The Forbes Healthcare blog has a post commenting on the the Government's amicus brief filed in the Myriad case and supports the Government's reasoning in now supporting the notion that isolated DNA sequences should NOT be patent eligible.
The Forbes guest writer, Steven Salzberg, applauds the Government for its unusually clear scientific/legal reasoning. In their amicus brief, the Justice Department wrote:
“the unique chain of chemical base pairs that induces a human cell to express a BRCA protein is not a ‘human-made invention.’ Nor is the fact that particular natural mutations in that unique chain increase a woman’s chance of contracting breast or ovarian cancer.

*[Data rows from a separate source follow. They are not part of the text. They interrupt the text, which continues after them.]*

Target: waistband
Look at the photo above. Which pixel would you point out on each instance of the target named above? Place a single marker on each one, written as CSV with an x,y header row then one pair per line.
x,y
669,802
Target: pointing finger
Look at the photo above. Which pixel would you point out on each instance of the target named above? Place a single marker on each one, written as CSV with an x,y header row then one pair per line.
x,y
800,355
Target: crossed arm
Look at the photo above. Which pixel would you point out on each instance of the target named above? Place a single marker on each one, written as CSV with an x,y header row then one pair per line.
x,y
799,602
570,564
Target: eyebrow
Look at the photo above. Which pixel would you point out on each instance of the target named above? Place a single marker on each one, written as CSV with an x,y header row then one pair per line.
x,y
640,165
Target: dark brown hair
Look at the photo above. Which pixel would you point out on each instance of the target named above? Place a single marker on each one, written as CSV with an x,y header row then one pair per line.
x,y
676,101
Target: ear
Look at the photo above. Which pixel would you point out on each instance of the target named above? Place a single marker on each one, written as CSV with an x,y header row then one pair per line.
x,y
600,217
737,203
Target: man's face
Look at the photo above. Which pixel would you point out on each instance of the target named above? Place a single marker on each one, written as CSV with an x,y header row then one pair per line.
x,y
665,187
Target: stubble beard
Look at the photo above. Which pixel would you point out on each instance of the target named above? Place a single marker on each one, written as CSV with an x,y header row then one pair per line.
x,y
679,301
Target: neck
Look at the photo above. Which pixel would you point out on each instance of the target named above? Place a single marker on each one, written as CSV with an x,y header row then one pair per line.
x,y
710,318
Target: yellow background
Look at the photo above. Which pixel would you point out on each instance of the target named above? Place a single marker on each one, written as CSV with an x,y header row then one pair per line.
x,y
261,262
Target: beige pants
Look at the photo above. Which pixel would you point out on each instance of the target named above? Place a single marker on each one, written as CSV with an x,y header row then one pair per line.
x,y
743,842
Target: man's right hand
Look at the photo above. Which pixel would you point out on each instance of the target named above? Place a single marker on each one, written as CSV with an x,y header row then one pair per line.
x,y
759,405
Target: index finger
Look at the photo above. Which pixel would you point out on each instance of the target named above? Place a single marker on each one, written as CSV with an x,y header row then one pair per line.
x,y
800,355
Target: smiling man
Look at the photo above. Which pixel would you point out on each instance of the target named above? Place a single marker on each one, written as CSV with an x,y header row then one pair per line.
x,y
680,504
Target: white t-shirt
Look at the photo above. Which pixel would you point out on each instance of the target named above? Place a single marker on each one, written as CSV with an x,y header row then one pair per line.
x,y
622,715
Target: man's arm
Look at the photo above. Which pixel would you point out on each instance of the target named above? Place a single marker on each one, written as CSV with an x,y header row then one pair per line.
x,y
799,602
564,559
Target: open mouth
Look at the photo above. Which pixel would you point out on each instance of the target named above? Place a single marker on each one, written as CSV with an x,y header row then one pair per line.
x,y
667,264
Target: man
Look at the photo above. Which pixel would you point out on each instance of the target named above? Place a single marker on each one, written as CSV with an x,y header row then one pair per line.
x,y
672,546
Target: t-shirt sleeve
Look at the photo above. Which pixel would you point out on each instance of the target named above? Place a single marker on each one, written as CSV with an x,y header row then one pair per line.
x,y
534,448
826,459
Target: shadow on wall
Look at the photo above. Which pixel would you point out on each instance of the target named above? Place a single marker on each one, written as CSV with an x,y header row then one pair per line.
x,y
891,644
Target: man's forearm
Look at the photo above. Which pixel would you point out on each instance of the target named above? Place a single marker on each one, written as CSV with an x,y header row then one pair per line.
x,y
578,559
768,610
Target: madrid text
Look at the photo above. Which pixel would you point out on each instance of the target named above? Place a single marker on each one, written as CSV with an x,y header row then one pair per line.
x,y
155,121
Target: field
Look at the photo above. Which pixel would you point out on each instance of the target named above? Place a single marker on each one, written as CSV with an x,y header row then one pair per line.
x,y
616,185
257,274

Indeed, the relationship between a naturally occurring nucleotide sequence and the molecule it expresses in a human cell – that is, the relationship between genotype and phenotype – is simply a law of nature. The chemical structure of native human genes is a product of nature, and it is no less a product of nature when that structure is ‘isolated’ from its natural environment than are cotton fibers that have been separated from cotton seeds.”
The author concludes, No one should have exclusive rights to a gene that occurs naturally in a human, another animal, a plant, or any other living species. It remains an open question as to how the Government's change in position will affect the next round of this case.
Posted by Bruce Lehr October 31st.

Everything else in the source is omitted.